This diff adds the bits needed to support add-path in MRT dumps.
The problem here is that MRT as a stateless protocol has no chance
to know what kind of encoding (add-path or not) is used for the NLRI in
message dumps. And for table dumps there is a need to add an extra field
to the dumps to show the path-id.

There are two issues:
- for message dumps: it is necessary to peek into UPDATE messages to
  figure out if that update is using add-path or not. This comes from the
  fact that the add-path RFC allows to set the option per AFI/SAFI and
  also per direction. This is a major pain in bgpd since UPDATE messages
  are actually parsed in the RDE and not in the SE. The SE just does the
  basic lenght checks (header size, total length).

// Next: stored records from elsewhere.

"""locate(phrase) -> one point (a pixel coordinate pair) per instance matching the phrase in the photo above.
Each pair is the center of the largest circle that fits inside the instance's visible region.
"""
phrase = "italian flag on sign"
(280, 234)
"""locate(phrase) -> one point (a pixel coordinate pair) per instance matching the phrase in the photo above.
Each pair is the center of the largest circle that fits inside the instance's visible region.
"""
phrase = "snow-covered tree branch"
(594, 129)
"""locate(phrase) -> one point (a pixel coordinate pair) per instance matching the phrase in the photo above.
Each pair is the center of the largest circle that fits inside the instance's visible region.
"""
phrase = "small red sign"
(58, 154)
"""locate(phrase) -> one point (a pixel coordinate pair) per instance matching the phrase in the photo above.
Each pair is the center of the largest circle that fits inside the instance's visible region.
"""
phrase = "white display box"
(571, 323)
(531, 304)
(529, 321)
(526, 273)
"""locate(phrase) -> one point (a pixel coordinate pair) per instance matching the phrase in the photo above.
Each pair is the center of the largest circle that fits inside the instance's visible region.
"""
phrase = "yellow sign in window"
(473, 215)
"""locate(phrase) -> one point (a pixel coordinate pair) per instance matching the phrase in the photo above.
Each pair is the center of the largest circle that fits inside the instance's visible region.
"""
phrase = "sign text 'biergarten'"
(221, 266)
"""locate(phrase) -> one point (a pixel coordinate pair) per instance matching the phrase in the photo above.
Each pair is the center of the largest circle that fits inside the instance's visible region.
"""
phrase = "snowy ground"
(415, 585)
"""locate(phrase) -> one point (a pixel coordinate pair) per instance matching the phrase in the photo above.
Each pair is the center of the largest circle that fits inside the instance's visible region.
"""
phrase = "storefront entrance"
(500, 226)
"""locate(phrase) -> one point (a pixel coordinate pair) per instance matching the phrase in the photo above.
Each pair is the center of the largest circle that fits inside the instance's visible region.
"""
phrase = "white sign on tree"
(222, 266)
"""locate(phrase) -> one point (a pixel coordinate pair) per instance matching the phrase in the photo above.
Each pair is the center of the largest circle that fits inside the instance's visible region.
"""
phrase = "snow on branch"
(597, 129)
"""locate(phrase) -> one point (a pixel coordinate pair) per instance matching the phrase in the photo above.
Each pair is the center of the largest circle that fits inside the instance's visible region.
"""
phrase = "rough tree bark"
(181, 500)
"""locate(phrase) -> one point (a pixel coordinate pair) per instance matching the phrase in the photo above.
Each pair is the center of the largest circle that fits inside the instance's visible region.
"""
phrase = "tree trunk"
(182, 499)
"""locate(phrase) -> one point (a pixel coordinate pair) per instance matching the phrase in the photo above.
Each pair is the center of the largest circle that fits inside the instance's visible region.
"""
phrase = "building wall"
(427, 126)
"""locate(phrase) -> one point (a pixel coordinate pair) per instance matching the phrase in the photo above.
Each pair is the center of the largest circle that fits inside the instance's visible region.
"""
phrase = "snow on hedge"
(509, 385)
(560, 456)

So this peak into the
  packet needs to be done with some care (especialy for MP encoded
  UPDATEs).

- for table dumps the RFC did a major fobar and defined a extra special
  encoding for non-IPv4/IPv6 prefixes. In the general encoding the path-id
  is not part of the rib entries sub-struct but is instead part of the
  NLRI. This encoding is to complex to build into the bgpd codebase and it
  seems the only other BGP implementation supporting RIB_GENERIC_ADDPATH,
  gobgp, is also not implementing it according to the RFC but instead is
  using the same encoding as for the other _ADDPATH types. OpenBGPD will
  do the same.

This seems to work for me and results in the right output in bgpctl.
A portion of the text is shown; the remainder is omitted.